State records show that 24.13% of California's foreign oil comes from Ecuador, 22.85% from Saudi Arabia, 20.41% from Iran, 7.96% from Columbia, and 4.5% from Mexico. Those five countries account for around 80% of the state's foreign oil. Grove's bill would essentially ban oil from all of them.
While she believes it would help the environment, local environmentalists say it would have the opposite effect.
"As a necessary part of the law, it means ramping up production in California," says Kyle Ferrar with the FracTracker Alliance. They're a group that monitors oil production in the state.
Ferrar says increased local production would keep California from reaching its Climate Action goals.
"That means more drilling for communities in California. Neighborhood drilling, drilling near where people live, recreate, go to school, or go to church," says Ferrar.
"The solution is not a further build-out of fossil fuels here. (The solution) means shifting our resources to renewable energy resources."
FracTracker runs a website called "Newsom Well Watch," which monitors all of the oil permits approved by the Governor. They say Governor Newsom has approved more than 10,000 permits since 2019. While that number is a decrease from prior years, Ferrar says it's more than enough for oil companies to increase production within the state.

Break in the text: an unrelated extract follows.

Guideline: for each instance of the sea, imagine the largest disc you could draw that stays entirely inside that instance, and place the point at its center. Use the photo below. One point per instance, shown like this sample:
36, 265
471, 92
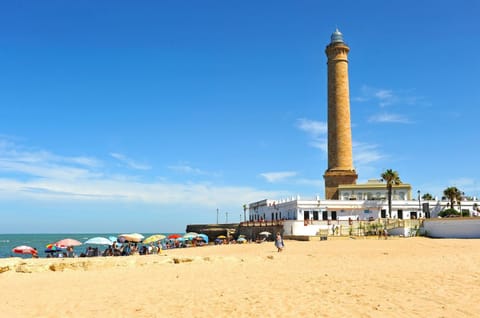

"The oil and gas industry has a lot of wells that have been permitted, that have not been drilled hundreds of them, in fact," he says. "Really, the industry needs to act on all of the permits that they have now, before asking for more permits to be issued."
Senator Grove points out that not all approved permits mean new drilling. Some are for repairs and maintenance. She says there are hundreds more for new wells that could help California take control of its energy future if the bill passes.
SB 1319 will have its first hearing on April 5 in the Senate Natural Resources and Water Committee.